Sometimes medication is to blame, but if there’s no clear reason for you to be seeing, hearing, or otherwise experiencing things that aren’t there, raise this issue with a medical professional who can be found in any number of mental health inpatient treatment centers.
- Compulsions and Fear-Based Behavior
Do you avoid social spaces, particular scenarios, or people or animals due to crippling terror? Do you actively shape your life around avoiding triggering anxiety?
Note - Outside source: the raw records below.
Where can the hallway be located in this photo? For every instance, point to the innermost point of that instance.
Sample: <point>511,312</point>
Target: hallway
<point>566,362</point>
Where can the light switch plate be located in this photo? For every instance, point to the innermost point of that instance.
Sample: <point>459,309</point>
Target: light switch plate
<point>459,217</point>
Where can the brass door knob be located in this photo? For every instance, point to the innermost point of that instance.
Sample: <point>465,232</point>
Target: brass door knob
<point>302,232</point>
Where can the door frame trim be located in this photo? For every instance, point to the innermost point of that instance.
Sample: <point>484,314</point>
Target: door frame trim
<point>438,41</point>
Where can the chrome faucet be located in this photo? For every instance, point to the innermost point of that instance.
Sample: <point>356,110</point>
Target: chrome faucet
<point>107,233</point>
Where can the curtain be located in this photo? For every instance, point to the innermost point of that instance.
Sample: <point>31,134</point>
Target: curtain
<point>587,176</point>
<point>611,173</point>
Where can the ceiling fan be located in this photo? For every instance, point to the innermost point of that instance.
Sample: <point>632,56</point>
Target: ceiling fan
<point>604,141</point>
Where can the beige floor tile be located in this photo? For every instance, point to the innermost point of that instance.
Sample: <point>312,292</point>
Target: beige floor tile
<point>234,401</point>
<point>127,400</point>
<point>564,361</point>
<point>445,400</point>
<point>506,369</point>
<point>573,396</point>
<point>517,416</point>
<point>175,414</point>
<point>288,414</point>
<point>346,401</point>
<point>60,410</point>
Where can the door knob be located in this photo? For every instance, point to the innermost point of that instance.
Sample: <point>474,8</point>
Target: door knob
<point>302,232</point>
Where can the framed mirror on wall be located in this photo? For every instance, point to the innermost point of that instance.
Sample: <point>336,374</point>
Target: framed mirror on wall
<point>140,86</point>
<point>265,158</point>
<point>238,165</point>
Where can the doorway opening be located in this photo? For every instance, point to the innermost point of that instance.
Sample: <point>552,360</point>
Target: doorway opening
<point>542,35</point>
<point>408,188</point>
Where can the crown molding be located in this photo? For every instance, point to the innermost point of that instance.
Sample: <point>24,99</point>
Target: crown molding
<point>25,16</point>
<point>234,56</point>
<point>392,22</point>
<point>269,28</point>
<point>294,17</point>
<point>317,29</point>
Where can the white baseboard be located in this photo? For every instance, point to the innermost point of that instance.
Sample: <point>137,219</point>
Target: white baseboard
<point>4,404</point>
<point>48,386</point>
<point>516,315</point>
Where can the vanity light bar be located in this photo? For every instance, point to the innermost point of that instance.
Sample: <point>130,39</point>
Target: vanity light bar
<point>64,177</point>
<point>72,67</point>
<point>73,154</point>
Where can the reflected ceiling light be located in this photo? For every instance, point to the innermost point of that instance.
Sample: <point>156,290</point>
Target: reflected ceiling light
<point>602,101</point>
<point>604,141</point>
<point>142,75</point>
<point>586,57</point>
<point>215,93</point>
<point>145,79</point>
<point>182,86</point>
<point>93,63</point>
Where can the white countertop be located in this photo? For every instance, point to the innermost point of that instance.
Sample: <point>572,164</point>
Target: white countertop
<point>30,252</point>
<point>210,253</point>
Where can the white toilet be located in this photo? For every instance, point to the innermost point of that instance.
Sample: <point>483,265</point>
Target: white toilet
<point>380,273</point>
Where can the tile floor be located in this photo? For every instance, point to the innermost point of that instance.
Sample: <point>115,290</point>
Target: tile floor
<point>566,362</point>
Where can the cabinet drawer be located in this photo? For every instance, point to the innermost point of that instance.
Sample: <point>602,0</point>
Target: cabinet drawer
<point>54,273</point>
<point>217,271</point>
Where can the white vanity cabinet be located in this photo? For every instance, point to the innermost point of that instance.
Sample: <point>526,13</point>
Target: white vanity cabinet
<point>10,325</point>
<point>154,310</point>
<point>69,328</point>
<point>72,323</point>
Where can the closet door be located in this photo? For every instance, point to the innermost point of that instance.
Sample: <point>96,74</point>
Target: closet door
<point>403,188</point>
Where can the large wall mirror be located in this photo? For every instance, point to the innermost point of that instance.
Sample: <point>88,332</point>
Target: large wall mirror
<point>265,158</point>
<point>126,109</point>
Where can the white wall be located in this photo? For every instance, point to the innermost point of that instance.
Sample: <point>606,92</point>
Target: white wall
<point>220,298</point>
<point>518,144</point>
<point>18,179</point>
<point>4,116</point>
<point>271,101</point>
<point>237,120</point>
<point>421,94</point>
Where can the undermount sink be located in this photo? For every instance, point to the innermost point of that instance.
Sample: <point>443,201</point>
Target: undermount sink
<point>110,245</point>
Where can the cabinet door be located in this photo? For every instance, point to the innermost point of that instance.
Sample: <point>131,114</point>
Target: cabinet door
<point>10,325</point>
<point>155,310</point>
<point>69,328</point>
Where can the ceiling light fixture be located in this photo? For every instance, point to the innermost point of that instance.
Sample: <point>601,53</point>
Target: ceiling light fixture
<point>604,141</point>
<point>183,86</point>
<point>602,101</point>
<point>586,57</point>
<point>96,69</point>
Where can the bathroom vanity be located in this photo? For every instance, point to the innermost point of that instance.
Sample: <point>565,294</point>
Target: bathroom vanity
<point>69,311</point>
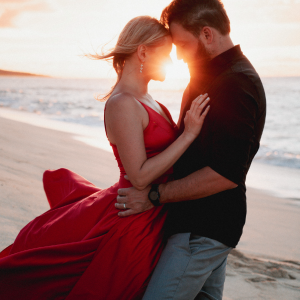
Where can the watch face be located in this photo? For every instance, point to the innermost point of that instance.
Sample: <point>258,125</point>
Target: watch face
<point>153,195</point>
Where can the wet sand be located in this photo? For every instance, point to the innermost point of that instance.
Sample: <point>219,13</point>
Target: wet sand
<point>265,265</point>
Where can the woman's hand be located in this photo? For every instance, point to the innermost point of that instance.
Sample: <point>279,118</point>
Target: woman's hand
<point>195,116</point>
Any one of these may indicate that an anxiety issue has gotten slightly out of control and could benefit from professional attention.
- Serious Lack of Motivation
People often believe that depression is all about sadness, but it’s actually a far wider-ranging psychological condition that encompasses a lot of different behaviors and symptoms. We’re not talking about the occasional bout of boredom or lack of forward momentum on a Sunday afternoon; if your lack of motivation is preventing you from living an ordinary life, seeing friends, doing a job or maintaining your own health, then get yourself to a doctor.
In fact, none of these problems are hopeless, no matter how bleak you might feel right now about treatment working for you. You have nothing to lose and everything to gain from reaching out and talking to someone, preferably in recommended mental health treatment facilities.
There is hope
If you’re experiencing mental health distress but are not able to get to a doctor, contact a mental health hotline, like the National Alliance on Mental illness is at 800-950-6264, Mental Health American is at 800-969-6642, or the Panic Disorder Information Hotline is at 800-64-PANIC. You can also try local hotlines affiliated with medical centers in your area.
And if you have experienced any suicidal or self-harming thoughts, seek help from a helpline, a friend or family member you trust, or a mental health professional immediately.
You can call the National Suicide Prevention Hotline anytime at 1-800-273-8255 (1-800-273-TALK), or contact the American Society for Suicide Prevention Web site for support (http://suicidepreventionlifeline.org/).
And remember that treatment, help, and hope are always obtainable.